Published in final edited form as: Mol Cell. 2020 Jun 1;78(6):1178–1191.e6. doi: 10.1016/j.molcel.2020.05.001

Figure 6. ERK2-mediated PFAS phosphorylation stimulates RAS-dependent tumor growth.

Figure 6.

(A) Cell proliferation was measured in HEK293E and A549 ΔPFAS cells stably reconstituted with PFAS-WT or PFAS-T619A (see also Figures S6A and S6B). (B) Soft agar colony formation assay with A549 and A375 ΔPFAS cells stably reconstituted with PFAS-WT or PFAS-T619A. Cell images are at 3x magnification.

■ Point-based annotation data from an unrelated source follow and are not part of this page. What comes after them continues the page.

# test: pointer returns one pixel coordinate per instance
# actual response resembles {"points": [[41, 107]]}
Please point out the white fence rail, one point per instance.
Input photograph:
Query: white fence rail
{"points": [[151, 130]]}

The relative colony counts are presented as the means ± SDs of biological triplicates. (C) A549 ΔPFAS cells (5 × 106) stably-reconstituted with either WT or T619A-PFAS were injected subcutaneously into athymic nude mice (n = 5 per group). After tumor onset (100 mm3), tumor growth was monitored over time. (D) Normalized peak areas of 15N-13C-labeled purine intermediates measured in HEK293E ΔPFAS cells reconstituted with PFAS-WT or PFAS-T619D cultured in the absence of serum for 15 hours and isotopically labeled with 15N-13C2-glycine for 1 hour (see also Figures S6D, S6E and S6F). (E) Model of purine synthesis stimulation by the RAS-ERK signaling pathway. * P<0.05 by two-tailed Student’s t test for pairwise comparisons (A-D). The data are representative of at least two independent experiments.